Forgotten Letters – Friday from Ugarit
- Nora Amati

- 5 days ago
- 2 min read
Updated: 5 days ago
Episode II
In Ugarit, not everything was poetry. In fact, many tablets did not speak of gentle myths or solemn prayers. They were lists—names, quantities, exchanges. Grain, oil, animals, offerings. Ordinary life pressed into clay.
And it is precisely this that makes them extraordinarily alive.
Those signs were not carved to be remembered, but to organize the present. Yet thousands of years later, it is that very modest present that has crossed time, reminding us that history is not made only of impressive words, but also of repetitions, calculations, and quiet acts of care—of everything that allows a city to keep breathing.
In the royal garden, we know this well: it is not the flower that sustains the plant, but the invisible root and daily care.
The same is true of the mind. Not every thought needs to be extraordinary to be real. Some thoughts are simply necessary: they create order, they nourish, they prepare what comes next. And they are often the ones we do not show.

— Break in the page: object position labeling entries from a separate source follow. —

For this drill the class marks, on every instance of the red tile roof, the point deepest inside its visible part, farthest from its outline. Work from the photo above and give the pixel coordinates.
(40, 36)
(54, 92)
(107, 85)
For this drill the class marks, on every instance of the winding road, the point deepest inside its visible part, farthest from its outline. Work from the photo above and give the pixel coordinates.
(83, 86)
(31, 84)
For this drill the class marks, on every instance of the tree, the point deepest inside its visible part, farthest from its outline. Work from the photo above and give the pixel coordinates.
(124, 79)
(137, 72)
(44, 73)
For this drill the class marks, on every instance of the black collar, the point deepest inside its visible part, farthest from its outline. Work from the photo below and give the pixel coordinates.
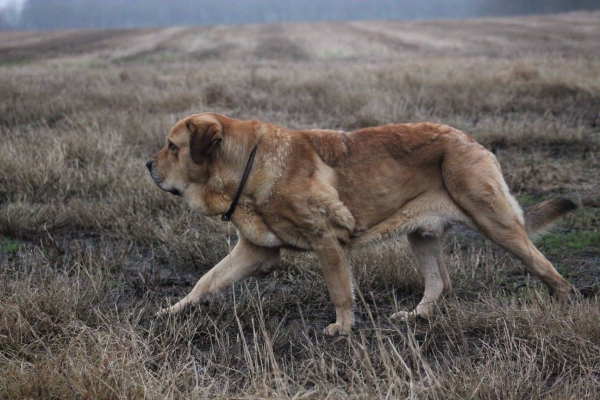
(227, 216)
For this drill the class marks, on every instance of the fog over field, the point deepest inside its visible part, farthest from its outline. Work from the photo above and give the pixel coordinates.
(90, 248)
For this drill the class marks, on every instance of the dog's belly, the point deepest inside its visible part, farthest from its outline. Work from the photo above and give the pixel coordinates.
(431, 213)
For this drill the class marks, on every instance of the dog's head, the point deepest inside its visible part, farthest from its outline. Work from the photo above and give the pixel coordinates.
(182, 165)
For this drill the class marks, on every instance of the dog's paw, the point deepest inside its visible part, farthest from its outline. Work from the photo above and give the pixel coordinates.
(336, 329)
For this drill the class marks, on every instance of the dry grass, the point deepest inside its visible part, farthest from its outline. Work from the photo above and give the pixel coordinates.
(90, 248)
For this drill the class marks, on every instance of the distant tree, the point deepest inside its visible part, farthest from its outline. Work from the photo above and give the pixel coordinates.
(9, 16)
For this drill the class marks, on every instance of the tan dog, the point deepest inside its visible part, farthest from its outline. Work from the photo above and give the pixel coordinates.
(325, 191)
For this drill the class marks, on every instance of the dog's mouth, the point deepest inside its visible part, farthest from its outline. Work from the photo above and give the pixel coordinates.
(176, 192)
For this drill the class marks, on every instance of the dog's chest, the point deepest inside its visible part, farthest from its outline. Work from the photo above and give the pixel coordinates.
(253, 227)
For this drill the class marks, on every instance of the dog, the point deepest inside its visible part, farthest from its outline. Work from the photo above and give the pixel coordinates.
(328, 191)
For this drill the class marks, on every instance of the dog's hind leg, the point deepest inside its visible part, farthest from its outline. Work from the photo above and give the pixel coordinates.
(427, 248)
(244, 260)
(480, 190)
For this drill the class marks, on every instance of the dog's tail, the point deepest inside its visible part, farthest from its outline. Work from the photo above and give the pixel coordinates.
(540, 217)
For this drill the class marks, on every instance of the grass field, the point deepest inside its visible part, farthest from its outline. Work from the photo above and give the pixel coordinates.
(90, 248)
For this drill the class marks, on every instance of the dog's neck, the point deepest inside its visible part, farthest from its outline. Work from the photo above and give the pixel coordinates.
(229, 164)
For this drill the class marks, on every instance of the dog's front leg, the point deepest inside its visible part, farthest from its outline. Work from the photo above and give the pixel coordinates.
(241, 263)
(339, 283)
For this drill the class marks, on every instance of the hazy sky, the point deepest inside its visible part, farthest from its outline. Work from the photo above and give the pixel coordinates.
(3, 3)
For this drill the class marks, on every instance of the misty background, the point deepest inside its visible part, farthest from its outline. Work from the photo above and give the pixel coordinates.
(68, 14)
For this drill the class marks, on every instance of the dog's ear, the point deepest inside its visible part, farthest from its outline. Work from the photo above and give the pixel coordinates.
(203, 139)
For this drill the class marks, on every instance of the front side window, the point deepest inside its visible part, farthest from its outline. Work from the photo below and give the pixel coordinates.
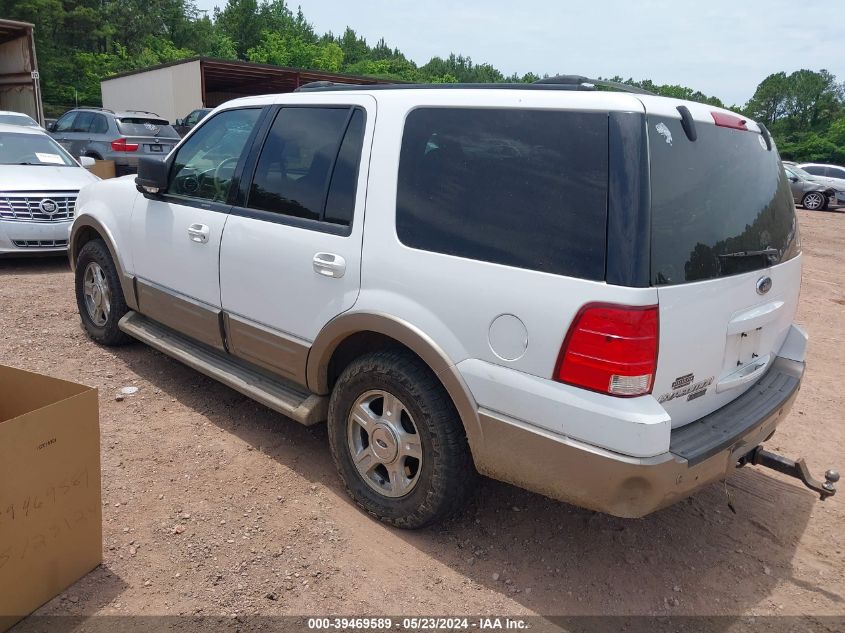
(308, 166)
(204, 166)
(522, 188)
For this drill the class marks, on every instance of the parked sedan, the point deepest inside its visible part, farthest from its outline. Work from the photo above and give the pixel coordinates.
(831, 175)
(118, 136)
(807, 191)
(39, 183)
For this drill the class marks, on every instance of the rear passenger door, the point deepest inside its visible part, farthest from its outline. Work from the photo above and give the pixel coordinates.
(291, 254)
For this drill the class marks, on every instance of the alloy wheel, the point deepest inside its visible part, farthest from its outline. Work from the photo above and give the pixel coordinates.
(384, 443)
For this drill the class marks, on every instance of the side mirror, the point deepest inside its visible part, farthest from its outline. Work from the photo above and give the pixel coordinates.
(153, 172)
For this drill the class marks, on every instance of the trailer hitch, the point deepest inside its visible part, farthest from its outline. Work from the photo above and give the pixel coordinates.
(797, 469)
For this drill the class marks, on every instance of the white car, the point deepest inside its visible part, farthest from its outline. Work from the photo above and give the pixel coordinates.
(39, 183)
(18, 118)
(585, 293)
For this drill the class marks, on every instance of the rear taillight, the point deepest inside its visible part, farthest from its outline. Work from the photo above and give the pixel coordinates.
(120, 145)
(611, 349)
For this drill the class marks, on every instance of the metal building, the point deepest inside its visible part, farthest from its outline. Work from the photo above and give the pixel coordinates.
(20, 89)
(173, 90)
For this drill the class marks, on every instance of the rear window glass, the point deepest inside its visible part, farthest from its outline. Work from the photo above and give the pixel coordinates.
(523, 188)
(141, 126)
(715, 202)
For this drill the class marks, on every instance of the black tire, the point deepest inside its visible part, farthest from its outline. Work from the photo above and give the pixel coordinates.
(813, 201)
(107, 333)
(446, 474)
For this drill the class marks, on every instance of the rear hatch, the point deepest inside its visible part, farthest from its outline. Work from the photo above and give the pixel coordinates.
(152, 135)
(724, 257)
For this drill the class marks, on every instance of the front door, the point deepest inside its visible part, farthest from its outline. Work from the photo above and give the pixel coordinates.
(290, 257)
(176, 236)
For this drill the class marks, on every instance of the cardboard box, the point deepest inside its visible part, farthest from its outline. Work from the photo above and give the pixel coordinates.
(50, 505)
(103, 168)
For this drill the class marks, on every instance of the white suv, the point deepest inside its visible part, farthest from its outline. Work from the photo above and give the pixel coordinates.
(586, 293)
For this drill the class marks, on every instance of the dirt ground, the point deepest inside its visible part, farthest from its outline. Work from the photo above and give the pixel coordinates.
(215, 505)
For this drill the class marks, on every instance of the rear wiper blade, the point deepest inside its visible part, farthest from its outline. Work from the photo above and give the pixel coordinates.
(768, 252)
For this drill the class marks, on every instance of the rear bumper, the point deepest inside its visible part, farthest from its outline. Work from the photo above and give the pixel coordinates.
(701, 452)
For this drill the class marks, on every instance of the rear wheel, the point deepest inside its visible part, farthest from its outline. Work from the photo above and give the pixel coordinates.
(99, 295)
(813, 201)
(397, 440)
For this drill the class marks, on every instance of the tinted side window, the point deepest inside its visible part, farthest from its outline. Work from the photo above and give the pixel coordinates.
(204, 166)
(309, 163)
(523, 188)
(99, 125)
(340, 203)
(83, 122)
(66, 122)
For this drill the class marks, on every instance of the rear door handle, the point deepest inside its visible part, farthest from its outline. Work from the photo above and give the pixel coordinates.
(329, 265)
(198, 233)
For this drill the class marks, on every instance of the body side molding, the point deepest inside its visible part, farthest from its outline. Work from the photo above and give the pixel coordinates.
(347, 324)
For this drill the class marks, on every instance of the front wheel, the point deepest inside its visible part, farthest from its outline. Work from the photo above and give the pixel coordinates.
(99, 295)
(813, 201)
(397, 440)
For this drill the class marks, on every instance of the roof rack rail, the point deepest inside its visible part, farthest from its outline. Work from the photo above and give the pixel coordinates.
(92, 108)
(319, 84)
(585, 83)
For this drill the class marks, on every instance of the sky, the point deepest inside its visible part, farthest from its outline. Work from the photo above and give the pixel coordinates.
(720, 47)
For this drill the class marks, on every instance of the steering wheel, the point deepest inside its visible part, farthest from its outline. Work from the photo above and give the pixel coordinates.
(219, 189)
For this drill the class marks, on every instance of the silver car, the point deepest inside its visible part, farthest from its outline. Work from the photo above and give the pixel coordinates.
(118, 136)
(807, 190)
(831, 175)
(39, 183)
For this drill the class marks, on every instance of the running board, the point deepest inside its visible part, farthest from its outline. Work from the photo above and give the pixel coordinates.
(279, 394)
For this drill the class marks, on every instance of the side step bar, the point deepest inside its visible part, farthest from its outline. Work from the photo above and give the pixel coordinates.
(279, 394)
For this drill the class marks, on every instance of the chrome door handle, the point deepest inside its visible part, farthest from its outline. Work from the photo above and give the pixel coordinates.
(329, 265)
(198, 233)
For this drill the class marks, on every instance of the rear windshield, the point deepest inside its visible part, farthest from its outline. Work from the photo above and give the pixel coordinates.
(141, 126)
(715, 202)
(522, 188)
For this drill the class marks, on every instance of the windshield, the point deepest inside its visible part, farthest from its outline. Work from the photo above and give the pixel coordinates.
(18, 119)
(32, 149)
(721, 205)
(146, 126)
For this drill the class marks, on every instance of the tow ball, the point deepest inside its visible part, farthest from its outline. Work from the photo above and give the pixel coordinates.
(798, 469)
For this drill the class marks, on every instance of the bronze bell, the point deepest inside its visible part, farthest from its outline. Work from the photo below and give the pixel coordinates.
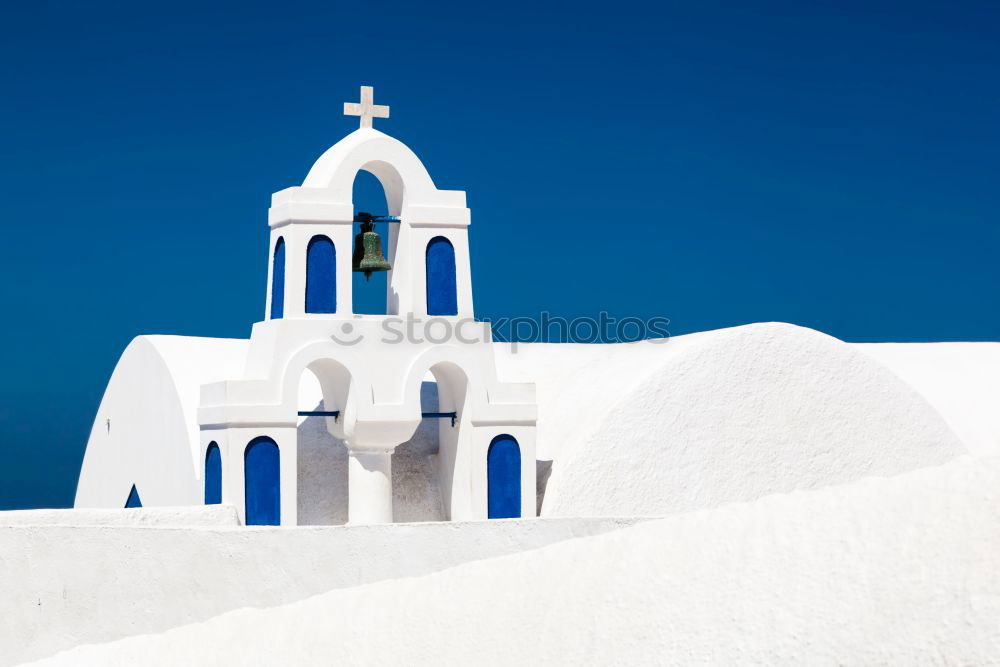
(368, 256)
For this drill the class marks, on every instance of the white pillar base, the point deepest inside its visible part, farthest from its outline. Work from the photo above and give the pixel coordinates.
(369, 487)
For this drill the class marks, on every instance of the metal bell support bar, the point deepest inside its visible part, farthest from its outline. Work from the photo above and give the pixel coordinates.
(368, 257)
(453, 416)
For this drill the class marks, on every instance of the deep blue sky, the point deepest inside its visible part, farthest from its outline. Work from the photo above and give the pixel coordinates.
(830, 164)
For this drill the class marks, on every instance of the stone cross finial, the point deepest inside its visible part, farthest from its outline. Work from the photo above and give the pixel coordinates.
(366, 108)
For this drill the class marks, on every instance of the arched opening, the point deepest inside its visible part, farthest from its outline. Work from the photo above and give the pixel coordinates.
(133, 499)
(443, 396)
(262, 478)
(442, 294)
(503, 475)
(323, 396)
(278, 280)
(321, 276)
(369, 296)
(213, 475)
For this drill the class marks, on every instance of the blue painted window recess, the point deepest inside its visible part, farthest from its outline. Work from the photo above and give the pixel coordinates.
(278, 281)
(503, 478)
(133, 498)
(321, 276)
(213, 475)
(262, 468)
(442, 297)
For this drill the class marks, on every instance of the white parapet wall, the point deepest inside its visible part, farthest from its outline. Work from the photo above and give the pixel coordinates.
(899, 571)
(65, 585)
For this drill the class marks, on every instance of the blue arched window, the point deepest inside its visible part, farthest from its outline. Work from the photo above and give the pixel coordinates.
(133, 498)
(262, 479)
(321, 276)
(503, 478)
(213, 475)
(442, 297)
(278, 281)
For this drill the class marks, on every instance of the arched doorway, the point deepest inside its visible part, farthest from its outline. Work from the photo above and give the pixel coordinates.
(278, 280)
(503, 475)
(321, 276)
(442, 297)
(213, 475)
(262, 475)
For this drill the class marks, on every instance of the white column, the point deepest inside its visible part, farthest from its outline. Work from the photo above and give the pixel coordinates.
(369, 487)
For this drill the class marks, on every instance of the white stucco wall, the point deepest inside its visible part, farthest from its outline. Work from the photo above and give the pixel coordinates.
(897, 571)
(198, 515)
(961, 380)
(68, 585)
(737, 414)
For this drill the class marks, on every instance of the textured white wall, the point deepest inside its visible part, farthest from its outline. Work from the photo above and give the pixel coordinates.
(899, 571)
(68, 585)
(198, 515)
(737, 414)
(961, 380)
(153, 439)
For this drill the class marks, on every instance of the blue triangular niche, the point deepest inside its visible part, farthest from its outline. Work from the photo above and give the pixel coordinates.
(133, 498)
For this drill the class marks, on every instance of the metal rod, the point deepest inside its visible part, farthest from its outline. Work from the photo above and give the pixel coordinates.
(441, 415)
(368, 217)
(453, 416)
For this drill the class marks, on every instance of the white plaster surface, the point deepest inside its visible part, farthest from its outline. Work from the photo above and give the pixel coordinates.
(961, 380)
(194, 516)
(882, 571)
(62, 586)
(152, 440)
(737, 414)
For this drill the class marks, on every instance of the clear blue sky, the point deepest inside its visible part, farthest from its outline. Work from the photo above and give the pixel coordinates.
(831, 164)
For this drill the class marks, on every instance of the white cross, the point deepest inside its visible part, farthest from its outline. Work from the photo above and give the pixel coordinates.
(367, 109)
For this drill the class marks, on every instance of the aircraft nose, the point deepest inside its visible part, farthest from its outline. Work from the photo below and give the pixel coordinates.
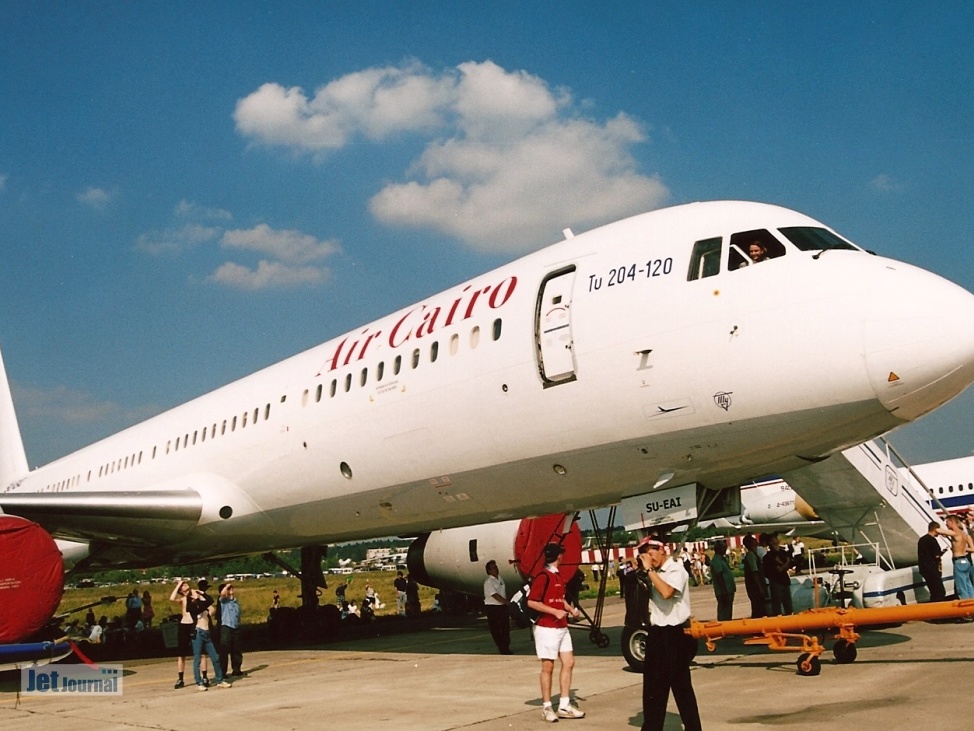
(919, 341)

The tablets of Ugarit also speak to us of silence—of what did not need to be explained because it was shared,of what did not need justification because it belonged to a common rhythm.
Today, instead, we are asked to explain everything. To make every gesture visible, to give a voice even to what would only need time.
But not everything that exists must be exposed. Some things endure better when they remain engraved within, like clay still moist, protected from the sun.
Friday then becomes a different kind of space. Not a day to produce, but to record—to choose what is worth leaving behind.
Just as they did in Ugarit: engraving only what served continuity.
The forgotten letters continue to ask us: what are your invisible lists? Which nameless gestures do you repeat that hold your world together?
And as this Friday comes to a close, remember: not everything that remains must shine.
Some traces survive because they were necessary, not because they sought to be seen.
Next Friday, we will return once more to Ugarit, among broken prayers and repeated formulas, to understand when a word becomes ritual and when ritual becomes memory.
Because what is carved with care, even in silence, always finds a way to cross time.